Re: build failure with new rpc2

From: Jan Harkes <jaharkes_at_cs.cmu.edu>
Date: Mon, 6 Aug 2007 23:10:26 -0400
On Mon, Aug 06, 2007 at 07:38:58AM -0400, Greg Troxel wrote:
> I'm in the process of updating pkgsrc for the new releases, and updated
> rpc2 first:
> 
> lwp-2.3             Light Weight Process style threads
> rpc2-2.6            CMU (Coda) remote procedure call package
> rvm-1.14            Recoverable Virtual Memory
> 
> Then I tried to build the coda 6.9.1 package (I had increased it's
> PKGREVISION because of the rpc2 shlib major bump and wanted to test).
> It fails, and it looks like there was an API change as well with
> renaming CFOO to FOO.  I'll just updated to 6.9.2.
> 
> c++ -fno-exceptions -fcheck-new -Wall -MD -DHAVE_CONFIG_H -D__BSD44__ -I. -I/n0/gdt/NetBSD-current/pkgsrc/net/coda/work/coda-6.9.1/include -I/n0/gdt/NetBSD-current/pkgsrc/net/coda/work/coda-6.9.1 -O2 -I/usr/pkg/include -I/usr/include -I/usr/pkg/include -I/usr/include  -c -o updatesrv.o updatesrv.cc
> updatesrv.cc: In function 'long int UpdateFetch(RPC2_Handle, RPC2_Byte*, RPC2_Unsigned, RPC2_Unsigned*, RPC2_Unsigned*, RPC2_Integer*, SE_Descriptor*)':
> updatesrv.cc:475: error: 'CEACCES' was not declared in this scope

Yeah, that was an error define that updatesrv.cc should never have used
to begin with. It really wanted to return EACCESS which in the rpc2
library would get 'translated' to a platform independent CEACCESS (=13).

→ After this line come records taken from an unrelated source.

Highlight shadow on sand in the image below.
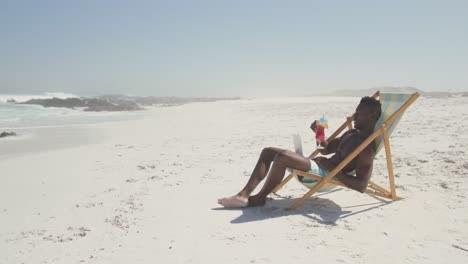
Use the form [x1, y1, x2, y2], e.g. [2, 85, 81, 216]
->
[213, 189, 390, 225]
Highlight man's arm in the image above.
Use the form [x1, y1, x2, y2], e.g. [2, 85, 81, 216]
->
[319, 137, 340, 155]
[335, 146, 375, 193]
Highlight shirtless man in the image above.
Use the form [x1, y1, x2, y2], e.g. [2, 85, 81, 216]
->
[218, 97, 382, 208]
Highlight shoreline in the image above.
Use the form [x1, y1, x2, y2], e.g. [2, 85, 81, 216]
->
[0, 98, 468, 264]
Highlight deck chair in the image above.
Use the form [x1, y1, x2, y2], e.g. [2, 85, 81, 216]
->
[272, 91, 419, 209]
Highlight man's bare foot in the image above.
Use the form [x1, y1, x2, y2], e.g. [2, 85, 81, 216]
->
[218, 195, 249, 208]
[249, 194, 266, 206]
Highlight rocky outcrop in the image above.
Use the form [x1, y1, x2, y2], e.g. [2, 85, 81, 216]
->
[20, 95, 240, 112]
[21, 97, 142, 112]
[0, 132, 16, 138]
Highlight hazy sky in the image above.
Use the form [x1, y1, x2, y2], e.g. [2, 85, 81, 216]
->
[0, 0, 468, 96]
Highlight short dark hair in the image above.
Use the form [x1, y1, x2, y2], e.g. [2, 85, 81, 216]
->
[359, 96, 382, 120]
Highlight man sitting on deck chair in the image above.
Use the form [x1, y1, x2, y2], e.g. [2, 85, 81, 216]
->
[218, 97, 382, 208]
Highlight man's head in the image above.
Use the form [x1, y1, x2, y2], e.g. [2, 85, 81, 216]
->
[354, 96, 382, 130]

If updatesrv is returning CEACCESS, rpc2 would interpret this as
whatever errno happens to be mapped to value 13 and translate this to
some totally different platform independent error.

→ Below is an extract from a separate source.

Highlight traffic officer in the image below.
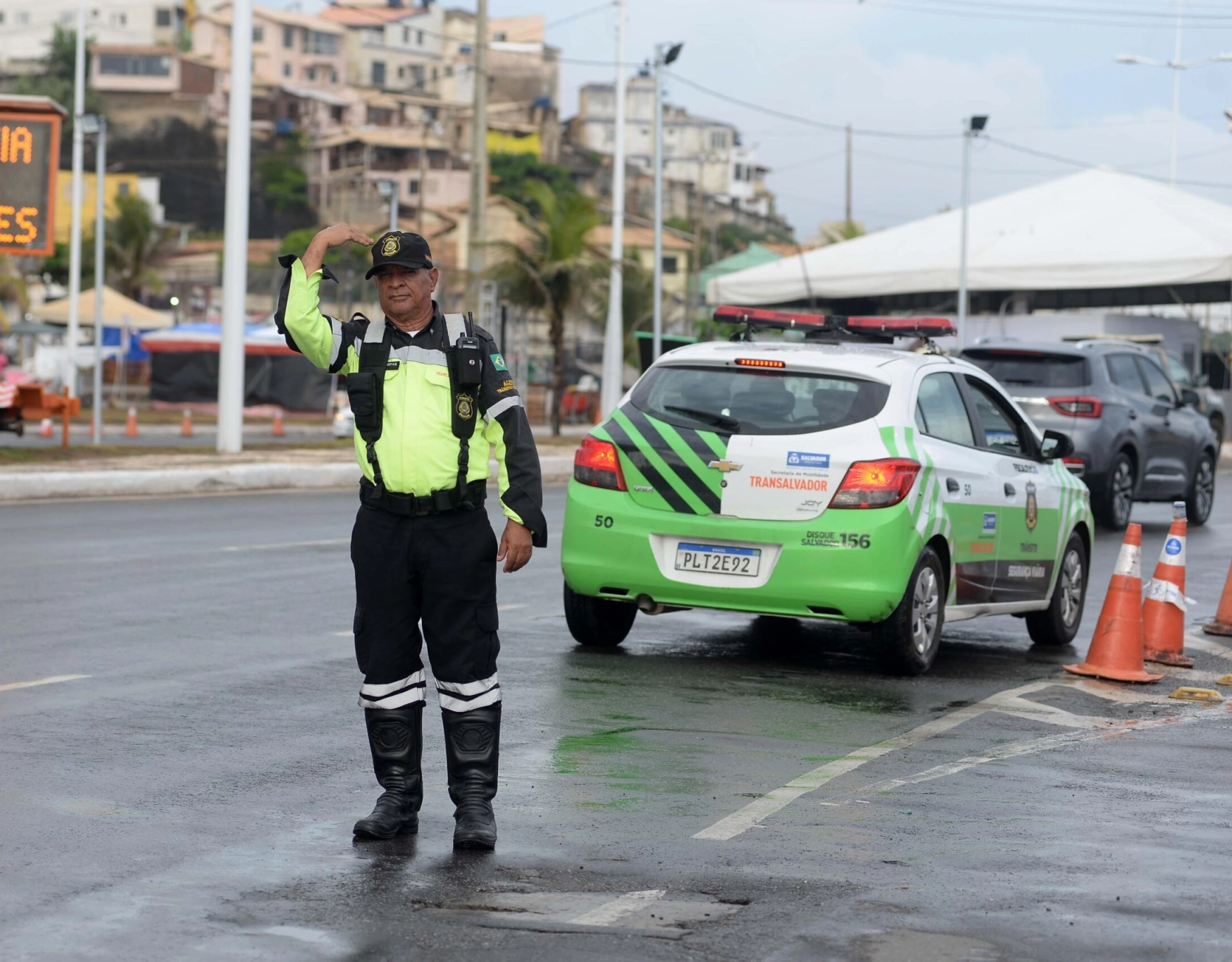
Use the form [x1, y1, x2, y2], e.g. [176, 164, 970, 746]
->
[275, 223, 547, 849]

So that was really a bug, the only reason it 'worked' (at least on
Linux) was because EACCESS is also defined as error 13, so CEACCESS
happens to get interpreted as if the application returned EACCESS.

And yes there was an API change, RPC2-2.6 keeps the internal platform
independent values internal. For instance, some OS may not defined
EMLINK themselves, so we define it as 500 + rpc2 value for EMLINK. For
instance, the on-the-wire value for VNOSERVICE is 105, and the value that
venus sees will be 605. Previously we would use 105 both on the wire and
in venus which was confusing when we returned VNOSERVICE back to rpc2
as it happens to be same value as ENOBUFS on Linux, and now we don't
really know anymore which error this is supposed to be.